The Trump administration confronts familiar frustrations with Beijing’s obstinacy on a range of priorities. Previous administrations have been disappointed by Beijing’s limited cooperation on purportedly shared priorities.
When faced with similar circumstances, past administrations have largely opted against broad-brush punitive actions that would have undermined the broader economic relationship. A variety of factors contributed to those decisions, including a recognition that the Chinese market is important to the US export sector, an understanding of the limits of US leverage over China, a general wariness of protectionism, and a recognition that the economic relationship traditionally has served a stabilizing function for the broader bilateral relationship.
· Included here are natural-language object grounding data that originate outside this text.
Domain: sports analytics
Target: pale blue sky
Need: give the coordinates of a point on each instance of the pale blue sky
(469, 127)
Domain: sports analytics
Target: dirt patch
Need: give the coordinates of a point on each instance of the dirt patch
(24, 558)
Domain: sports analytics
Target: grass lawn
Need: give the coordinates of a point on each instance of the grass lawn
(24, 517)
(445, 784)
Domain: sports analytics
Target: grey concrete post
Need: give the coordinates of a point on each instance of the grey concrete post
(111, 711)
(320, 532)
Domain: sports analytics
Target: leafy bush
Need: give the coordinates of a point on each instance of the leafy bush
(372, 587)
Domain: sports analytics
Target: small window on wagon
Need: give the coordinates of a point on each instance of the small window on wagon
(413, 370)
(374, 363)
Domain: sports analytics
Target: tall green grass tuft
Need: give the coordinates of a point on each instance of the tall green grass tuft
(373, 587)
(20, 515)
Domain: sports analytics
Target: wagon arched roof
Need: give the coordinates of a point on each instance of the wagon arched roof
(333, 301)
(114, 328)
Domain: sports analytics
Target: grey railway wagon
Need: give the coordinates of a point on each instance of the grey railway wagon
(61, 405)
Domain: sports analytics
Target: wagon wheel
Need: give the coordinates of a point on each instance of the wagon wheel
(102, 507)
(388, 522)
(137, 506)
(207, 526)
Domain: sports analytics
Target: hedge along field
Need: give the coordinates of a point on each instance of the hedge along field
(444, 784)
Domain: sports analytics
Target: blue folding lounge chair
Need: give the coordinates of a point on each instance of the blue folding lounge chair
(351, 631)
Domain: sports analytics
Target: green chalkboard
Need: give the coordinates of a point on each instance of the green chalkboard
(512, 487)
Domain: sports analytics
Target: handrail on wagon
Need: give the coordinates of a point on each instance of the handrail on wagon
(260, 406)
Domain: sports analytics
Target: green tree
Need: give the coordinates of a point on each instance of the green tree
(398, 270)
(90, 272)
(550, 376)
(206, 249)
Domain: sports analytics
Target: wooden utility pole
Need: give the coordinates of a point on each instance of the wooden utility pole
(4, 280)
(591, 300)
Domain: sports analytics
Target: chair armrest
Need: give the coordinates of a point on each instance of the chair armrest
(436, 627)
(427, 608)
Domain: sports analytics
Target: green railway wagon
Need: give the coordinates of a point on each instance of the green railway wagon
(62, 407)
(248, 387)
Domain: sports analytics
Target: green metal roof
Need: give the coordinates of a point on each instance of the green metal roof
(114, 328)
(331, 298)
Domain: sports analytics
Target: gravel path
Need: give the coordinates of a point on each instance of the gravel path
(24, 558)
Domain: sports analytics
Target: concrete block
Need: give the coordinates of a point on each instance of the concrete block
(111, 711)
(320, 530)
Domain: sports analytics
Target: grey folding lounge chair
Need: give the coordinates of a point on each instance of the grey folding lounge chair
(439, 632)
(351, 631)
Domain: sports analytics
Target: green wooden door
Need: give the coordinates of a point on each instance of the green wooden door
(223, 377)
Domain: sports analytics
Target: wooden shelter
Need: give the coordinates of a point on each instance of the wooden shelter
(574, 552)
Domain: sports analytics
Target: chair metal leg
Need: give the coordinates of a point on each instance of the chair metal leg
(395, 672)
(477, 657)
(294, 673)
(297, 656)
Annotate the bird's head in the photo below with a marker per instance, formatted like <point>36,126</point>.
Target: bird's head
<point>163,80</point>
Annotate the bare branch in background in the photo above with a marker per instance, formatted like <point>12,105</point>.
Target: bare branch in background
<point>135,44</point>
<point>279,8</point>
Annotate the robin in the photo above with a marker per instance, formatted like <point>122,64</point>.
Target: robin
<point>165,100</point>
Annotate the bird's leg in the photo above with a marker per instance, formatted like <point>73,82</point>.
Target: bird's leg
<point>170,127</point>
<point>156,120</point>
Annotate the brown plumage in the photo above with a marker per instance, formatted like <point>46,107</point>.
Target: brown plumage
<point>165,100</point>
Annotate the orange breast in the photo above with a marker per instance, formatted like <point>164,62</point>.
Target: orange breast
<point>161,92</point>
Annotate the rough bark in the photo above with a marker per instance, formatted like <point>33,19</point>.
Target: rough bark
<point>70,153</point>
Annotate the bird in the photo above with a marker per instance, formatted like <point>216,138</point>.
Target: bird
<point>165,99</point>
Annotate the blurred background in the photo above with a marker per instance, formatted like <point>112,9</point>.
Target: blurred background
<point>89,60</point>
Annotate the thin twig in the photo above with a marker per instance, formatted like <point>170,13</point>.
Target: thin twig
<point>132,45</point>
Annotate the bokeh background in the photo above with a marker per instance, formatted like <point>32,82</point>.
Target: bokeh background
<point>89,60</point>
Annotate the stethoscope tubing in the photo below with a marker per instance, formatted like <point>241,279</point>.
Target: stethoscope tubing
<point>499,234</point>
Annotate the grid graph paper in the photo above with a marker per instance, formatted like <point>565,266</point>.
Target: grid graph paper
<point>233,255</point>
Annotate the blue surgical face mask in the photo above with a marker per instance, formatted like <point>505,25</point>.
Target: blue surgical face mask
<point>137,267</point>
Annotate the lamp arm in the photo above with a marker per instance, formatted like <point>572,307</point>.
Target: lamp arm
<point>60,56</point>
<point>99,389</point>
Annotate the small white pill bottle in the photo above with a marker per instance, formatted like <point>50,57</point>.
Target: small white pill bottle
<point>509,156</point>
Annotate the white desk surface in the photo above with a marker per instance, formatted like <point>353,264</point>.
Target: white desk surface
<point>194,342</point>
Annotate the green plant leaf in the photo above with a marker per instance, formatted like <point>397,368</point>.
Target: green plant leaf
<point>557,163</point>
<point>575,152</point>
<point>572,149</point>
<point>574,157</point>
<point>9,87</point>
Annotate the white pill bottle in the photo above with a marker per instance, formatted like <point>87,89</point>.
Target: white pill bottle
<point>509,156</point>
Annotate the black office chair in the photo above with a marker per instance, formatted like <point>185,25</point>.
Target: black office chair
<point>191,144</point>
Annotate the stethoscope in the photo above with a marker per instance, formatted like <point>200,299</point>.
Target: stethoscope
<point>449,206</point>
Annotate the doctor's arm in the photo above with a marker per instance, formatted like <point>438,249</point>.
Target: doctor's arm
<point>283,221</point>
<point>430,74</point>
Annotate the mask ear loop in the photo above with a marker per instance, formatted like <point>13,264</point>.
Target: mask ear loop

While many members of the business community likely would applaud efforts to push back against unfair Chinese trade practices, not all sectors of the US export community will benefit, and some may in fact become exposed to retaliation from China.
Additionally, there is the real question of whether the unilateral US actions under consideration would cause Beijing to change its economic policies. It is more likely that Beijing would respond to multilateral pressure; the Trans-Pacific Partnership, for example, would have created a large, open market excluding China until it agreed to disciplines on inward investment, services trade, and intellectual property rights protection. Given the stakes involved and the need to ensure that any action generates more benefit than loss to the US economy, the Trump administration should tread carefully before taking unilateral actions that could have broad and direct impacts on US interests.